Ms. Reinhart, who has studied the history of financial crises around the world, says one lesson of history is to act quickly. "The longer crises last, the bigger the bailout," she says. "Asset prices continue to decline, wealth continues to be destroyed, and … economic activity begins to reflect these developments."
Concerns stall plan
Still, the rush to pass a plan ran into hurdles starting Tuesday, as lawmakers and others raised concerns.
The Treasury plan does not necessarily preclude some of the alternatives proposed by experts, such as forcing banks to stop paying dividends (to raise capital) or for the government to inject capital in return for equity in banks. Paulson and Bernanke defend the asset-purchase plan as the best idea available, since doubts about the value of these assets lie at the heart of recent chaos.
Credit markets seemed to amplify the urgency, showing signs of continued and extreme stress. Banks are reluctant to lend to one another – normally a routine part of their business.
Against this climate of fear, a positive sign in recent days has been the arrival of some willing investors in financial firms. Mr. Buffett's move Tuesday made the biggest splash. Private equity investor J. Christopher Flowers got clearance from bank regulators to buy a Missouri bank. Mitsubishi UFJ is buying a 20 percent stake in Morgan Stanley. And Barclays bought parts of the failed Lehman Brothers investment bank.
To some economists, this raises questions of whether a big rescue is needed. Yet Barclays didn't move in for Lehman until the bad assets had been removed. Describing the conditions as an "economic Pearl Harbor," Buffett said, according to a Bloomberg news report Wednesday that his investment in Goldman is a vote of confidence in the Treasury's plan.
The Treasury's program must find prices for the assets it wants to buy. It has to pay a high enough price that banks come forward to sell them. But overpaying imposes high costs on the taxpayer.

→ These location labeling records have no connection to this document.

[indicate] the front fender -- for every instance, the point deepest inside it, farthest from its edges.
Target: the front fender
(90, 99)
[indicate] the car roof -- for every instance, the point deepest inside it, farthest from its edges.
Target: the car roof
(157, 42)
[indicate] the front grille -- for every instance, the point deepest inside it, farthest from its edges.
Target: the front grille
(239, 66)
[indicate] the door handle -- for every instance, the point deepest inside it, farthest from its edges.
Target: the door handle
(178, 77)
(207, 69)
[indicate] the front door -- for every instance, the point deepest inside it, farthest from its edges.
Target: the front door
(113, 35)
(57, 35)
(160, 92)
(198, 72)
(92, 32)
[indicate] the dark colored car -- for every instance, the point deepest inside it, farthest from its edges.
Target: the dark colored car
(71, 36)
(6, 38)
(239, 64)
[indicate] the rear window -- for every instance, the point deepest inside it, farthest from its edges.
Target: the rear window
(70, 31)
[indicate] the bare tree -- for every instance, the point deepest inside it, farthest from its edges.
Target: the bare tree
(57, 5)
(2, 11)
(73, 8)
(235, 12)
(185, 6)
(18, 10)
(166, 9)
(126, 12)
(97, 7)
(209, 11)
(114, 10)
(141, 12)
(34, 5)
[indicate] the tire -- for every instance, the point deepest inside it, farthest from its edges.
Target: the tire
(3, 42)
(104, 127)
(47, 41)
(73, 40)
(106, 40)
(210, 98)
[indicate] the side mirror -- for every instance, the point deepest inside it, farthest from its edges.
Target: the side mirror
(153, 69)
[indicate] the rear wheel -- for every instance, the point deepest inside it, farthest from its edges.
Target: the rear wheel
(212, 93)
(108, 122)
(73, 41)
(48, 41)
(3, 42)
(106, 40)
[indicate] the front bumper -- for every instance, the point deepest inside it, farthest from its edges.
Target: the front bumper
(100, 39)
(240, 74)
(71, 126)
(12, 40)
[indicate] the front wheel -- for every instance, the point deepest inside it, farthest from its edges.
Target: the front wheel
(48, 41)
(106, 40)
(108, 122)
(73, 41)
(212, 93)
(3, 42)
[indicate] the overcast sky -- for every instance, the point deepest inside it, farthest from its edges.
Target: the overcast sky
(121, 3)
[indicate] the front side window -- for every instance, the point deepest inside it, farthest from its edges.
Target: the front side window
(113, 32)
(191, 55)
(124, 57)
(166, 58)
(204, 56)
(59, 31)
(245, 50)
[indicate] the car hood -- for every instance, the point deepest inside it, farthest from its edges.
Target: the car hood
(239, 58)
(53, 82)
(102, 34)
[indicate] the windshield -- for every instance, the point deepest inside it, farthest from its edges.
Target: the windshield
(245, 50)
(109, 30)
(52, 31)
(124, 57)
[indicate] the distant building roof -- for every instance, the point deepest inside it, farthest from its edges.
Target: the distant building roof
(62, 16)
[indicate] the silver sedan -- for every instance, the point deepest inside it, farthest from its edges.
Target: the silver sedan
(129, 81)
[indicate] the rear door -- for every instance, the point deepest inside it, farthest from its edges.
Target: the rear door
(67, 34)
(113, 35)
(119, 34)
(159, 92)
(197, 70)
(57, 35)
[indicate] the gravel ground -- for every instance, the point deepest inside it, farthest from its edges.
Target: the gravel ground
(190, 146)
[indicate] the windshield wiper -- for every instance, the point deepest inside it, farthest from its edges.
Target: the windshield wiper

And the assets are complex, which makes a fair price hard to determine. Paulson said he'll pursue "reverse auctions" in which sellers provide offer prices for the securities.
Brian Battle, vice president of Performance Trust Capital Partners, a bond trading firm based in Chicago, says the Treasury plan intends to gather up bad assets, and it will pay high enough prices to do so. "They're going to succeed" on that front, Mr. Battle says. But "does this cure the disease?"
The question, he says, is to what extent that will resolve the underlying problem of sagging home prices. The further home prices fall, the less the complex mortgage securities are worth.
Some bond experts are optimistic that the Treasury's plan will not only ease financial stress but also make a profit for taxpayers. A team of bond analysts led by Laurie Goodman at the investment firm UBS, says the program "has a good chance of making money for the government."
But banks will still need to raise new capital. UBS analysts say the plan may "remove one major hurdle … [and] stop the downward spiral in the credit markets."